Born in the US in 1861, Stevens died in May of 1912 of breast cancer, less than a decade after completing her PhD, publishing around 40 papers in that time.

“It is rare for one who starts so late in life to attain in a few years so high a rank amongst leaders in one’s chosen field,” wrote scientist Thomas Hunt Morgan in an obituary upon her death.

“In Miss Stevens’ case this was made possible by her natural ability and devotion to her work.”

Originally looking at morphology and taxonomy, Stevens’ landmark paper was published in 1905, describing her discovery of the X and Y chromosomes in yellow mealworms.

In one of science’s more common quirks, the same year Edmund Beecher Wilson announced his own findings of a similar regard, though they worked entirely independently of each other.

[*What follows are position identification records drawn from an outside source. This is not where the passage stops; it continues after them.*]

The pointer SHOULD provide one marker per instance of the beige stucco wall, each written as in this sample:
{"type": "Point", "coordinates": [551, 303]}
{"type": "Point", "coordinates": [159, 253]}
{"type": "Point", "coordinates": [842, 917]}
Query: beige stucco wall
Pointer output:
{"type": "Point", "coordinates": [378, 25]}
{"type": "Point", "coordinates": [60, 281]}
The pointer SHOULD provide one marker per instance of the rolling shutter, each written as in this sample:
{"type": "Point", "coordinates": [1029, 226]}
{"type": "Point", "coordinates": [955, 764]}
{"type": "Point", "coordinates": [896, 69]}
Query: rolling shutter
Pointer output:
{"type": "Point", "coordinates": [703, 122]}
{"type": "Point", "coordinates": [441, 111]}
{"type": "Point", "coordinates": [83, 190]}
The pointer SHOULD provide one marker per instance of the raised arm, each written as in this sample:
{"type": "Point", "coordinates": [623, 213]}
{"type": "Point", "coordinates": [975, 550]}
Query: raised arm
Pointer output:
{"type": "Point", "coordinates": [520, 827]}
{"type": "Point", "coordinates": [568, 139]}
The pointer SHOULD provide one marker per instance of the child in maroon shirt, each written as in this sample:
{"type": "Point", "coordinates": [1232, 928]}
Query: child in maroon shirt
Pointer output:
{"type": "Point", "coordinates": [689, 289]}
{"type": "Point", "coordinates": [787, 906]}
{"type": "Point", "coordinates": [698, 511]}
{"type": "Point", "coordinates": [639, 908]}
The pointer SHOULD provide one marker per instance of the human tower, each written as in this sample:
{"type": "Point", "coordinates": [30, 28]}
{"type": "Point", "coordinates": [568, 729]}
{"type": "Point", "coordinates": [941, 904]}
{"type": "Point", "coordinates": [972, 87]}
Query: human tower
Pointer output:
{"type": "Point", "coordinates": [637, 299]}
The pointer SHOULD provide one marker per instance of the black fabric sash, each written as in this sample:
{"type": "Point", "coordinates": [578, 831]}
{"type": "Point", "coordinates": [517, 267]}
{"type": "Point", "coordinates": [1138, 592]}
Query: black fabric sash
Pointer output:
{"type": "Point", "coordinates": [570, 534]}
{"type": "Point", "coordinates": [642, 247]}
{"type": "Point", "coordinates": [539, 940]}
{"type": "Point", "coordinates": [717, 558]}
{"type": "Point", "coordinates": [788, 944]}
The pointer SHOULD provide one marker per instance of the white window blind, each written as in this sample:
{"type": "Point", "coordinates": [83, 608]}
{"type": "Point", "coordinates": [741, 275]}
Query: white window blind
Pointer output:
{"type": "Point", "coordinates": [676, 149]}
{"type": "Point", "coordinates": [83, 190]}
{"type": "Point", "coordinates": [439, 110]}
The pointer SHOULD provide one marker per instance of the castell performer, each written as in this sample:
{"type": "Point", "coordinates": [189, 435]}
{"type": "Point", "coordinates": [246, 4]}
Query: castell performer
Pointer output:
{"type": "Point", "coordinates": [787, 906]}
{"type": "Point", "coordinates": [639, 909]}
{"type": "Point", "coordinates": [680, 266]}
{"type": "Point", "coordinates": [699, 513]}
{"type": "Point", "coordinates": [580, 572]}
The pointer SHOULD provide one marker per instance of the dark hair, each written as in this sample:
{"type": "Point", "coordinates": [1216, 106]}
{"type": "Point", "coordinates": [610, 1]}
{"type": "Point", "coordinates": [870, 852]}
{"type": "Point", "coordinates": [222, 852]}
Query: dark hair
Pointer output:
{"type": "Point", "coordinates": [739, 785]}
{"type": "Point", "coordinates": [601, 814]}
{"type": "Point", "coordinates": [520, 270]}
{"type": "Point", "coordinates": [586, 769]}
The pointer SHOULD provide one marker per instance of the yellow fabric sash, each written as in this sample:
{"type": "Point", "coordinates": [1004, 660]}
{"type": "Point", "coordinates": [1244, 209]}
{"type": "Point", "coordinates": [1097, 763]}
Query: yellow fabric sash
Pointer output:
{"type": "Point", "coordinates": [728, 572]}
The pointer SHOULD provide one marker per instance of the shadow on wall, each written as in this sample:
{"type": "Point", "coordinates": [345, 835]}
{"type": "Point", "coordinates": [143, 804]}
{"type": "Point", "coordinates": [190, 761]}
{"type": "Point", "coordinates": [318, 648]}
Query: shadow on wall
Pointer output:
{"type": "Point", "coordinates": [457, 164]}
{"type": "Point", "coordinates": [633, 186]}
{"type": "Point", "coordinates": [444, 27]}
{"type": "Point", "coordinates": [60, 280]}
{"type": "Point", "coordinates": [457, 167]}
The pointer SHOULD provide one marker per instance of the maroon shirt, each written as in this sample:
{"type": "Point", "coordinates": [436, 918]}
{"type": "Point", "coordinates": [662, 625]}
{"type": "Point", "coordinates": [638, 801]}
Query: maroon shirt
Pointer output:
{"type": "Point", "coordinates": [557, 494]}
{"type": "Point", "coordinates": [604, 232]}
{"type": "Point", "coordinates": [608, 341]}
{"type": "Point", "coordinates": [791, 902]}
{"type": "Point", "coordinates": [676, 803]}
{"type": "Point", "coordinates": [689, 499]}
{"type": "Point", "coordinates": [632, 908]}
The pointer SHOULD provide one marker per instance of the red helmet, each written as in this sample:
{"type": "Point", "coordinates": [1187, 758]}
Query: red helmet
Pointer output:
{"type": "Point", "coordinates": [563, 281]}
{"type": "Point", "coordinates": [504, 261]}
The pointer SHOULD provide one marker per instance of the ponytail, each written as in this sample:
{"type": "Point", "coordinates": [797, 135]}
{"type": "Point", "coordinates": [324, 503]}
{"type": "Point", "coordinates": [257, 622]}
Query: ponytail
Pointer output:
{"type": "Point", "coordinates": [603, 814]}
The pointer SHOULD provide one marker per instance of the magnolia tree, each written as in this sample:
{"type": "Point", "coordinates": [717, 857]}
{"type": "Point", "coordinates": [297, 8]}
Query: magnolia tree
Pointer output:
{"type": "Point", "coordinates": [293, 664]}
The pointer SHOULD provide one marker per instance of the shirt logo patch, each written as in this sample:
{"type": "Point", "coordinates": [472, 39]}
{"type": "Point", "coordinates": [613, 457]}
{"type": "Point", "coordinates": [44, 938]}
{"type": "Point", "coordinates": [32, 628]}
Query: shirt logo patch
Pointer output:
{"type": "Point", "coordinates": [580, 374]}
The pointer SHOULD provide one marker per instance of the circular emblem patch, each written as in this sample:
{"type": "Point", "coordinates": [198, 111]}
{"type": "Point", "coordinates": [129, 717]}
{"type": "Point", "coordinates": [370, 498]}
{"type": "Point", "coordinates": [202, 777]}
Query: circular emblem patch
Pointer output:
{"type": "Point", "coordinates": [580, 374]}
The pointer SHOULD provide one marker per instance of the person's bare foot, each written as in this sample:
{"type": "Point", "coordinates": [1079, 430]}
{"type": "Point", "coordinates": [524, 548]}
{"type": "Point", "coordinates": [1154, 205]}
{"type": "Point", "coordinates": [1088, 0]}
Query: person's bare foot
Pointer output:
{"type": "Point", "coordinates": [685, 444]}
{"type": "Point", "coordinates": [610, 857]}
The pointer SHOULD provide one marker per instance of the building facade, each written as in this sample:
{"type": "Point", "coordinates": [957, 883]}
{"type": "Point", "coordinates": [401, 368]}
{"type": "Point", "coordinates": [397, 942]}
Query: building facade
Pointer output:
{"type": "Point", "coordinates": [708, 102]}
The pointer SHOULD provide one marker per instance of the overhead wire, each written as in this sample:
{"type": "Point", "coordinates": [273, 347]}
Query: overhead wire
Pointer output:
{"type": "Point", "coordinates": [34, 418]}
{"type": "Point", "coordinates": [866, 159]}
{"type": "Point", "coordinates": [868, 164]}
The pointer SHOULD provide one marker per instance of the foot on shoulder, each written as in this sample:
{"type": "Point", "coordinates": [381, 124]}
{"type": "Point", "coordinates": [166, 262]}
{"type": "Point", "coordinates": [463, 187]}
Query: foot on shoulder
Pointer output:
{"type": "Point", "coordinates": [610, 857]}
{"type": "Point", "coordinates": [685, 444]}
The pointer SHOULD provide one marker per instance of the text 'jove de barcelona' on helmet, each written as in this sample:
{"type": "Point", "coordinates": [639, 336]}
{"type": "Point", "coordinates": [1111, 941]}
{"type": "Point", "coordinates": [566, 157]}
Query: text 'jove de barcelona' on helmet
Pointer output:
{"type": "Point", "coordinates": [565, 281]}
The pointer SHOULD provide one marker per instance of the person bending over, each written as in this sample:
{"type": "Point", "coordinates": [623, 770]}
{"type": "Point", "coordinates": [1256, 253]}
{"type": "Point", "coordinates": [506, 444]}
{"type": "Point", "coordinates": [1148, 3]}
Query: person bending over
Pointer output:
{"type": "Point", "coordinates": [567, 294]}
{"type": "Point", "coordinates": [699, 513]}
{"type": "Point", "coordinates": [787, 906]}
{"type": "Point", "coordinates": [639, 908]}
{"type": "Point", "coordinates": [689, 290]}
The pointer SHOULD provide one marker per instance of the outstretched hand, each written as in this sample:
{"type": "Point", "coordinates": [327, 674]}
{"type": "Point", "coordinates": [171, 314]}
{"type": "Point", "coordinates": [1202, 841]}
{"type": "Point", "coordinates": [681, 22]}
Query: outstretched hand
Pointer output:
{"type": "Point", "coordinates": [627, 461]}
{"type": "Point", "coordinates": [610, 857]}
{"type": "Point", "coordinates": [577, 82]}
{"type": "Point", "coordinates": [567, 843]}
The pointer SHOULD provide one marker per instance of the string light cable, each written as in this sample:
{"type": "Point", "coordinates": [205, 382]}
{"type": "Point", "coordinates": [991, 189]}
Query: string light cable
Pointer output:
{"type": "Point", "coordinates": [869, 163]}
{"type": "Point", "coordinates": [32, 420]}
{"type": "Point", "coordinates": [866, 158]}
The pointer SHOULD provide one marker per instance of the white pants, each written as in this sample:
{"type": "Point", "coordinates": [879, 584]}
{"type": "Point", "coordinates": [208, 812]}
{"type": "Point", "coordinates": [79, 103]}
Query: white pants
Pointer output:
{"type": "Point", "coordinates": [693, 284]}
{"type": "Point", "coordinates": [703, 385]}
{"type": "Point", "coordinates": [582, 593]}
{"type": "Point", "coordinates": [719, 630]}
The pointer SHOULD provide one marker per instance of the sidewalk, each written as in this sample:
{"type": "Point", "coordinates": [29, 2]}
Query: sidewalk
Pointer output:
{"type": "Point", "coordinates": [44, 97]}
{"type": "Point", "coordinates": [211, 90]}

Up until this discovery, it was unknown what determined the sex of offspring, however, social structures were regularly credited – for example, embryonic environmental influences.

To celebrate her scientific achievements, Google’s latest Doodle marks what would have been Stevens’ 155th birthday.Nettis Stevens

Of course, genetics didn’t end back in 1905, with interest in the studying of chromosomes only growing ever since.

For example, earlier this year, a paper published in Genome Research claimed that the male-specific Y chromosome in humans has more in common with gorillas than chimpanzees in many ways.